In total, 13 drivers were mathematically in contention for the championship at the last race in Berlin, although only four had a real shot. Very quickly, most of those title hopes evaporated. A technical fault kept Jaguar’s Mitch Evans stationary at the start, and he was violently rear-ended by Venturi’s Edoardo Mortara, taking them both out of the race just as it began.

At the restart, things looked promising for BMW Andretti’s Jake Dennis. When the race got going again, he was in seventh place, well ahead of Mercedes-EQ’s de Vries. And he stayed that way at least as far as turn 1, when his rear axle locked and his car finished its race in the barrier. All de Vries could manage was ninth place at the end, but this scored enough points to crown him champion. His teammate Stoffel Vandoorne had a better day and finished in third, which in turn earned Mercedes-EQ the team championship, ahead of Jaguar Racing and DS Techeetah.
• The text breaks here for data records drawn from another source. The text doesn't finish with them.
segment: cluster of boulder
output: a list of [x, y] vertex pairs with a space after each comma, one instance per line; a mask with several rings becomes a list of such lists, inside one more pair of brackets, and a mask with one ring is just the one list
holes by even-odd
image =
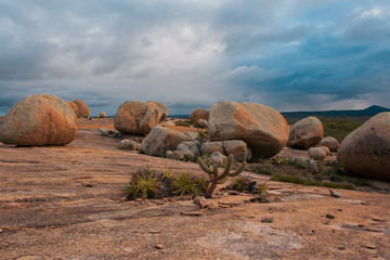
[[13, 105], [0, 125], [0, 142], [18, 146], [64, 145], [78, 133], [77, 115], [62, 99], [29, 95]]
[[158, 102], [125, 101], [115, 113], [114, 127], [129, 134], [148, 134], [168, 116], [168, 108]]

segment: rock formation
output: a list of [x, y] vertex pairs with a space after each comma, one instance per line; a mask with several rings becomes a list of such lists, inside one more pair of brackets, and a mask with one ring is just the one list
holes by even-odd
[[321, 140], [318, 145], [328, 147], [330, 152], [337, 152], [338, 147], [340, 146], [340, 143], [335, 138], [326, 136], [323, 140]]
[[66, 101], [66, 103], [70, 106], [70, 108], [75, 112], [76, 116], [79, 117], [79, 110], [75, 103], [72, 101]]
[[390, 181], [390, 112], [372, 117], [348, 134], [337, 160], [356, 176]]
[[73, 102], [77, 105], [80, 117], [88, 118], [91, 115], [91, 110], [83, 101], [77, 99], [74, 100]]
[[210, 110], [211, 140], [243, 140], [253, 157], [271, 157], [281, 152], [286, 146], [288, 130], [286, 119], [265, 105], [222, 101]]
[[197, 123], [199, 119], [204, 119], [208, 121], [209, 110], [202, 107], [193, 109], [190, 114], [190, 120], [193, 121], [194, 123]]
[[154, 127], [142, 141], [141, 148], [147, 155], [160, 155], [167, 151], [174, 151], [179, 144], [191, 140], [190, 136], [181, 132], [164, 127]]
[[0, 141], [18, 146], [64, 145], [78, 133], [77, 116], [62, 99], [50, 94], [29, 95], [5, 114]]
[[289, 131], [288, 146], [299, 150], [308, 150], [321, 142], [324, 136], [324, 128], [316, 117], [303, 118], [291, 127]]
[[125, 101], [115, 113], [114, 127], [120, 132], [148, 134], [159, 120], [159, 112], [153, 103]]

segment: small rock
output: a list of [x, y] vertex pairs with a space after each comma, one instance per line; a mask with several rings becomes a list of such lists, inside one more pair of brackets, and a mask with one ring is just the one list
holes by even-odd
[[368, 249], [376, 249], [375, 245], [368, 245], [368, 244], [364, 244], [362, 245], [362, 247], [368, 248]]
[[262, 217], [261, 222], [263, 222], [263, 223], [272, 223], [273, 218], [272, 217]]
[[204, 214], [204, 212], [200, 211], [193, 211], [193, 212], [181, 211], [180, 213], [187, 217], [200, 217]]
[[237, 191], [230, 191], [229, 192], [229, 195], [239, 195], [240, 193], [239, 192], [237, 192]]
[[338, 193], [332, 188], [329, 188], [329, 193], [333, 197], [337, 197], [337, 198], [340, 198], [341, 197], [341, 193]]
[[335, 219], [336, 217], [333, 216], [333, 214], [326, 214], [325, 218], [327, 218], [327, 219]]
[[164, 245], [162, 244], [156, 244], [155, 248], [156, 249], [164, 249]]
Norman Nato won the race for Venturi, while Nissan’s Oliver Rowland came in second place.

Nyck de Vries of the Mercedes-EQ Formula E team in action at the final race of the season in Berlin.
Enlarge / Nyck de Vries of the Mercedes-EQ Formula E team in action at the final race of the season in Berlin.

Andreas Gora/picture alliance via Getty Images

Mercedes is the third German OEM to call time on its Formula E project; both BMW and Audi bowed out following this year’s finale in Berlin. In justifying its decision to quit, Mercedes-Benz board member Marküs Schafer said that “in motorsport, Formula E has been a good driver for proving our expertise and establishing our Mercedes-EQ brand, but in future we will keep pushing technological progress—especially on the electric drive side—focusing on Formula One.”

More specifically, Schafer said that F1 offered “rich potential for technology transfer.” The implication is obvious: by contrast, the restrictive technical rules of Formula E—which are in place to keep costs an order of magnitude lower than F1—allow for much less technology development. Running out of things to learn is the same reason the other two German OEMs gave for leaving the sport, too, and there are valid concerns that the Gen 3 car (due in season 9) is similarly limited in this regard.

But I don’t want to give off an impression of doom and gloom. Audi and BMW have now left the sport, but both will continue to supply powertrains to teams for season 8. And although Mercedes is leaving, Formula E still has DS, Jaguar, Nissan, Mahindra, Nio, and Porsche in terms of manufacturers. The series appears to have learned from Valencia, and Monaco’s high was extended with the news that the event will now happen annually instead of every other year as has been the case.